I soprani primi erano a destra , i soprani secondi erano al centro e i
contralti a sinistra , il pianista e i musicisti che ci hanno accompagnati
erano dietro di noi. Abbiamo cantato alcuni brani natalizi di origine
argentina e al termine abbiamo ricevuto tantissimi applausi e complimenti
dal numeroso pubblico che
era presente in sala. Dopo di noi si sono esibiti altri gruppi di altre
città,poi siamo tornati a casa. Mi e piaciuta moltissimo questa
giornata;è stata divertente ed emozionante cantare davanti a tante
persone
ma quello che mi è piaciuto di è stato l'affiatamento con
i miei compagni, infatti oltre a ragazzi italiani ci sono anche degli
alunni stranieri, ma insieme abbiamo cantato davvero bene ed abbiamo ricevuto
molti applausi dagli spettatori del teatro.
Annalisa
Il giorno 15 dicembre io, insieme ai miei compagni del Coro della scuola
Leonardo da Vinci, ci siamo recati al Teatro Storchi di Modena per partecipare
all'esibizione natalizia organizzata dalla regione Emilia Romagna. Il
nostro coro era stato selezionato tra quelli delle altre scuole della
nostra città.
Alle ore tredici, finite le lezioni scolastiche, siamo partiti con l'autobus
che ci ha portati a Modena.
Eravamo in anticipo rispetto all'inizio dello spettacolo così ci
hanno fatto accomodare in una stanza fredda e buia per provare le nostre
canzoni. Certo l'organizzazione non era il massimo, infatti al momento
di salire sul palco ci hanno portato da tutt'altra parte. Poi, trovata
la strada, una parte del coro è salito sul palco mentre l'altra
no e questo non ci ha permesso di posizionarci nel modo giusto. Finalmente
abbiamo cominciato a cantare eseguendo due brani natalizi in spagnolo
"Alegres pergonan" e "Los Reyes Magos". Siamo stati
molto bravi grazie anche all'accompagnamento al pianoforte di Matteo e
di
due ragazzi peruviani che suonavano i loro strumenti del Perù.

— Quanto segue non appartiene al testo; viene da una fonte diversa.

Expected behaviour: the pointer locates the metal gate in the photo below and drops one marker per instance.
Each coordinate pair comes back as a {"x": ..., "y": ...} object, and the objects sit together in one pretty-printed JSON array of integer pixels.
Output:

Sono strumenti molto particolari: uno è costruito con il tronco
di cactus, svuotato all'interno e lasciato essiccare togliendo le spine.
Le spine
sono poi reinserite all'interno insieme a della ghiaia di fiume. Per suonarlo
bisogna fare un movimento semicircolare con le braccia, in questo modo
la ghiaia e le spine toccandosi producono il suono. Altri strumenti erano
un tamburo di pelle di capra, delle maracas che hanno come particolarità
delle unghie
di capra che facendole muovere producono il suono, una mini chitarra con
dieci corde e uno strumento
di canne di bambù, una a fianco dell'altra, vuote all'interno,
che si suona soffiando. Noi ragazzi abbiamo avuto successo grazie soprattutto
alla nostra maestra di coro la bravissima Costanza Gallo. Abbiamo infatti
ricevuto molti complimenti anche dai dirigenti del teatro. Terminata la
nostra esibizione ci siamo seduti per continuare a seguire il concerto.
Molti altri ragazzi delle scuole medie e superiori si sono esibiti in
canti.
Mi ha colpito molto una cantante con un'abito celeste che si è
esibita in diversi brani, ma con un modo di cantare e ballare tutto suo.
Siamo ritornati a casa molto soddisfatti; è stata un'esperienza
unica che non dimenticheremo mai.
Beatrice
Dopo la scuola con il coro della Leonardo ci siamo recati al teatro Storchi
di Modena.
Appena arrivati, ci hanno fatto stare fuori più di un quarto d'ora.
La nostra prof. di musica ha convinto una delle tante persone che lavoravano
nel teatro a farci dare una stanza per provare i nostri pezzi.
In quella stanza abbiamo chiacchierato, mangiato e provato con la prof.
di canto Costanza.
La stanza non era tanto pulita, anzi sporchissima inoltre era tutto buio.
Finalmente quando eravamo pronti ad esibirci e tutti entusiasti per salire
sul palco è successo
un guaio perchè c'erano due signorine accompagnatrici che si hanno
portati in posti diversi, una metà
del nostro coro sul palco e un'altra metà a girovagare.
Per me l'organizzazione è stata pessima ma dopotutto siamo stati
bravi, o almeno credo,anche perchè
le canzoni erano difficili.
Dopo aver cantato ci hanno fatto mettere ad assistere allo spettacolo
in una posizione non tanto
favorevole per alcuni ragazzi che soffrivano di vertigini: eravamo in
galleria.
Dopo tante altre esibizioni l'ultima a me non è piaciuta: era una
ragazza che cantava e ballava in modo molto strano. In verità quella
giornata a Modena non mi è piaciuta per quanto riguarda l'organizzazione
però è stata emozionante la nostra esibizione.